An ad is a product of painstaking craftsmanship. Various elements, ranging from positioning of the product, clarity of the idea behind the product to visibility of the brand, its persona and the power of communication have to be intelligently weaved together. But while some ads manage to rewrite preset creative benchmarks, some go the wrong way, fall by the side & fail to excite viewers. In this section, we review three ads that came out tops, for the right and the wrong reasons this fortnight.

Advertiser: Yamuna Expressway
Baseline: Suhana Safar, Salamat Safar
Agency: Clayground Communications
4Ps B&M Take: The 165-km-long Yamuna Expressway connecting Agra and Greater Noida is almost complete and will soon be open to public. So what does the developer Jaypee Group do? It immediately ups the ante, ropes in some TV soap stars and starts advertising its achievement. Star TV couple Sakshi Sinha and Ram Kumar are out for a drive on the highway – and the three part ad series communicates various highway driving etiquettes to viewers. They stress on the need to obey traffic rules, to not drink and drive, wear seat belts and refrain from littering.

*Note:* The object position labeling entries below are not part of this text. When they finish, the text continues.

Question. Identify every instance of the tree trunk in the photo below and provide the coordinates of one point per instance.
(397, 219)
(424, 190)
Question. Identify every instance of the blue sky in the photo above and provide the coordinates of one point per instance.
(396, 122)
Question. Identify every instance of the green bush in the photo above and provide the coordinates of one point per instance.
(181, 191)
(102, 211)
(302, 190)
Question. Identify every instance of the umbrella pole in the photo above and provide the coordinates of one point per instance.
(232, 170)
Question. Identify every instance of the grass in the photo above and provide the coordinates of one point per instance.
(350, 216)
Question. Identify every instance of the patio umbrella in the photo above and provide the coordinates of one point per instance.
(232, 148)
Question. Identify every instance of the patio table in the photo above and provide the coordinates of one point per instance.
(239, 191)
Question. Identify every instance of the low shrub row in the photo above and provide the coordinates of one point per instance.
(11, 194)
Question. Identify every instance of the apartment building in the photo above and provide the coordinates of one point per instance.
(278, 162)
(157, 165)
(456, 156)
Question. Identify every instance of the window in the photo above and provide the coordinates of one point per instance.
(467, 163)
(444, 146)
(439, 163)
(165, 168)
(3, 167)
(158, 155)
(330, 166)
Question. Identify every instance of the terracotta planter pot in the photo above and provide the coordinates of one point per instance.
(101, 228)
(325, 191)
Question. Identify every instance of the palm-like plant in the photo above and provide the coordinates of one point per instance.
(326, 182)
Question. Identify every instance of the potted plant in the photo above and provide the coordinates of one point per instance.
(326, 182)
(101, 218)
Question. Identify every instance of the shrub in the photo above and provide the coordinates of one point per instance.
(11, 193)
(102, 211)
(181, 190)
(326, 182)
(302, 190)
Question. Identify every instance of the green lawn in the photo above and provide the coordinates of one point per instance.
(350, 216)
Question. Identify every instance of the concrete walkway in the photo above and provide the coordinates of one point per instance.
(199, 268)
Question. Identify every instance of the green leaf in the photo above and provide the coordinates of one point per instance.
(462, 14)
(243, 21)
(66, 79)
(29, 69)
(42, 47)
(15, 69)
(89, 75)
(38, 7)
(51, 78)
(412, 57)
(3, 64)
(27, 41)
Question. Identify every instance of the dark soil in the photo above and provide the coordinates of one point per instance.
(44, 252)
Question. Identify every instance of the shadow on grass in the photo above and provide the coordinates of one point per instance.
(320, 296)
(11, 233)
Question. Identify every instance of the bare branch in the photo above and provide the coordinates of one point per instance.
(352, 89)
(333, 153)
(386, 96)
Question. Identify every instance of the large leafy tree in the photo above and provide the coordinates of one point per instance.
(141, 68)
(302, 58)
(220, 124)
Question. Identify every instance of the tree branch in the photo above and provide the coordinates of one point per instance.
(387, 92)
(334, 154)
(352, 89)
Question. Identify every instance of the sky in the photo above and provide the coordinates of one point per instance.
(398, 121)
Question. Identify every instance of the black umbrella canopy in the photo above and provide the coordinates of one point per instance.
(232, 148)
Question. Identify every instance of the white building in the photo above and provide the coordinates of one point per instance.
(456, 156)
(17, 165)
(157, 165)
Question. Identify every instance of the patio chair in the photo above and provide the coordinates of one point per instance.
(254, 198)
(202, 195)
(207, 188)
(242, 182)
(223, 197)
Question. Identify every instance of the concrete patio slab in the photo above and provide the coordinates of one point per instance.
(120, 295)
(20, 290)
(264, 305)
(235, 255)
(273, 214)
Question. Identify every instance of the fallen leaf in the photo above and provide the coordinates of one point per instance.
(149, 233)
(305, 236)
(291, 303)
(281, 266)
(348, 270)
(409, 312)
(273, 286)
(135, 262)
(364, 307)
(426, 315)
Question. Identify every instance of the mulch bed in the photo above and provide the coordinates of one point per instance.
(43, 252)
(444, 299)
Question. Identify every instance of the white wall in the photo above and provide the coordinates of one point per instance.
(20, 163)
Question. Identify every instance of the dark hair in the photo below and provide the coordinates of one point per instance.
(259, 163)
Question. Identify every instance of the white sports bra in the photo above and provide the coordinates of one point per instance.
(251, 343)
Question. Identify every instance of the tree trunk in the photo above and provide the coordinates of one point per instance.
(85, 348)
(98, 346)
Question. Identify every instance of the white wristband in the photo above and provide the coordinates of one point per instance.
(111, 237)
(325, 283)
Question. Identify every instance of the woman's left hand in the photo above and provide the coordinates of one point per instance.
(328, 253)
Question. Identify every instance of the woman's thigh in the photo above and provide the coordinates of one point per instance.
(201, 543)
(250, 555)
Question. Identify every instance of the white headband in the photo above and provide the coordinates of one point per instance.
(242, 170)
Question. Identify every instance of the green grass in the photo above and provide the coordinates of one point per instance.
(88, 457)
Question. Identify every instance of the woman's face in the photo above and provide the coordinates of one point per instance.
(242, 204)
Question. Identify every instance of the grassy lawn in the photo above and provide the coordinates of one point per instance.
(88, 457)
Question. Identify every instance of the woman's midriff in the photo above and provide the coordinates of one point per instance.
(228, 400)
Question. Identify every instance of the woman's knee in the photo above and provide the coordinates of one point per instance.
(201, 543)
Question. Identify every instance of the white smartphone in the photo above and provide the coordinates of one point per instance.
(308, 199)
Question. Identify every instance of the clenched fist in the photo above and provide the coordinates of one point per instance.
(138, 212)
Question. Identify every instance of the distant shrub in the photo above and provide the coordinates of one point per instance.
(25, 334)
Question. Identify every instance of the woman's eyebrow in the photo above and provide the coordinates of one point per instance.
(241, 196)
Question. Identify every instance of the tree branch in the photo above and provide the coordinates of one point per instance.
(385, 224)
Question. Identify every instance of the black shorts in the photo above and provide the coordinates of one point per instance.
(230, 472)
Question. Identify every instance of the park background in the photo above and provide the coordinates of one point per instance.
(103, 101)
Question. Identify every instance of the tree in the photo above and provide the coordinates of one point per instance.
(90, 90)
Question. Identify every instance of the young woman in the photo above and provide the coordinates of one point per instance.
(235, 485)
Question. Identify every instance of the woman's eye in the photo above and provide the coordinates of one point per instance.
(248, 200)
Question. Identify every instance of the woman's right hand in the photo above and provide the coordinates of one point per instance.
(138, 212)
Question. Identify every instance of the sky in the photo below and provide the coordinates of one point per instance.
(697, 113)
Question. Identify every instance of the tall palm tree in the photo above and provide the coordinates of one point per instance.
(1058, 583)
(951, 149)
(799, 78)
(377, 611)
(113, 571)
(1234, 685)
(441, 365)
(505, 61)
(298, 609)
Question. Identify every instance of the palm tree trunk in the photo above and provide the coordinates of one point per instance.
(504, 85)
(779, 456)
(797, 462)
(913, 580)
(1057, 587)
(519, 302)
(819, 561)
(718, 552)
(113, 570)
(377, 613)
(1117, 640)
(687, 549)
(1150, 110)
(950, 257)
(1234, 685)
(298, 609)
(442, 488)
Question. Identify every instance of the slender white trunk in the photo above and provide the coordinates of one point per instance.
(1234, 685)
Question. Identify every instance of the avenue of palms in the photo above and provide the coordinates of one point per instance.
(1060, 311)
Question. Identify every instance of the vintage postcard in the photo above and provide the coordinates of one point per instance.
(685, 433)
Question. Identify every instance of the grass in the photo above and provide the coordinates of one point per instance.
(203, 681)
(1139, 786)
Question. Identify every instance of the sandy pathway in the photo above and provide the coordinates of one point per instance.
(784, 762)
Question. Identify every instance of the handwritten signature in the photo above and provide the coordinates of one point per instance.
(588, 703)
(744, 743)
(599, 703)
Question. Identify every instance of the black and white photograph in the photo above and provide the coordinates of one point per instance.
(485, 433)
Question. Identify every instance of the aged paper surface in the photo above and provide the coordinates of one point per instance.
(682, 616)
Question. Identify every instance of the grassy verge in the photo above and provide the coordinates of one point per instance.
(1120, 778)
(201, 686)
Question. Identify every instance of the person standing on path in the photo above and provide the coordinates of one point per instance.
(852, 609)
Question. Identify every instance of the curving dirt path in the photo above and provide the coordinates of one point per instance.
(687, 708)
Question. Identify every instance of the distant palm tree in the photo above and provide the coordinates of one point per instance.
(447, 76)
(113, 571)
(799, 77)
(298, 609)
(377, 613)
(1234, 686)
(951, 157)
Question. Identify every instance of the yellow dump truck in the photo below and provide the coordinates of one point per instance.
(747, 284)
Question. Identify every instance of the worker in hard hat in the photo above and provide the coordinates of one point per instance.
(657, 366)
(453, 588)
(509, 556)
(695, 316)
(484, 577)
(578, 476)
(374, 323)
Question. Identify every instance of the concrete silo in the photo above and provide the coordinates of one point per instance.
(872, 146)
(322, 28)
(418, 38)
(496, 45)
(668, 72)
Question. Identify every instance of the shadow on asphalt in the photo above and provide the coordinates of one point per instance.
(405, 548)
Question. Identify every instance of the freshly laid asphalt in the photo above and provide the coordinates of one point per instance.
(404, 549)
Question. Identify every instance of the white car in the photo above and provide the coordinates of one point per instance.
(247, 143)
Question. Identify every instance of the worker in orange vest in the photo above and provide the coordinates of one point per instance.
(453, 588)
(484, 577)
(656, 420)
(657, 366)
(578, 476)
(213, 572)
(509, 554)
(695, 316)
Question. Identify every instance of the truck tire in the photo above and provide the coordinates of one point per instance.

The creatives have even tried to inject some humour – well, as much humour as an advertisement for Yamuna Expressway can have. One ad has Ram Kapoor singing loudly and totally off-tune while driving. The voiceover says that it’s okay to sing and drive, but not okay to drink and drive. Ahem... okay, so you are not laughing. Neither did we. In other words, the ads are okay but lack creativity and the storyboard leaves a lot to be desired. Their sole purpose seems to be some chest thumping after a project well done. But here’s where the problem is. Apart from some graphically simulated visuals towards the end, there is hardly any talk of the project and its achievements. The storyboard actually dwells more on obeying traffic rules – than on brand positioning. Excuse us, but shouldn’t there also be subtly-woven talk about the number of lanes, consumer convenience, civic amenities, green belt, et al, along the highway? This is not to say that we don’t like all the obeying traffic rules messages. India’s highway accident statistics certainly underline the crying need for Indians to diligently follow all traffic rules. And if the message is a part of Jaypee’s corporate responsibility initiative, rest assured, we are indeed clapping.

 
Advertiser: Amul Macho
Baseline: Bade Aaram Se
Agency: Ogilvy & Mather

4Ps B&M Take: What a perfect waste of a super celebrity endorser in a totally out-of-place concept. Saif is hot property these days and Amul Macho has hired him as their brand endorser for more than a year now. The bid was to get rid of their raunchy image reinforced by the ‘Yeh Toh Bada Toing Hai’ series of ads. They even re-positioned themselves with the concept of effortlessness using the tagline ‘Bade Aaram Se’. But if the idea was to endear themselves to the urban, sophisticated target audience by implying that the brand user is one who gets things done effortlessly, the brand has been unable to cut much ice. Perhaps the creative team is trying too hard to milk Saif’s stardom for all it’s worth with storyboards laced with oodles of forced humour. Why else would ad after ad from Macho’s stable still continue to suffer from tackiness? In this ad, a damsel in distress runs to the lifeguard on the beach asking him to rescue her drowning baby. The bored lifeguard looks through his binoculars to discover that the drowning baby is in fact a fully grown ‘baba’. So he half-heartedly barks out some terse orders through his loudspeaker to help the struggling guy. Suddenly a shark begins circling the petrified ‘baba’. Really? Anyway, Saif nonchalantly orders the shark to leave him alone, and the big fish meekly swims away. All this, while Saif remains perched disinterestedly on the lifeguard’s seat. A piece of advice for O&M. If the idea is to own ‘effortlessness’ as a brand image, then please try harder. After all, disinterested is certainly not the same as effortless.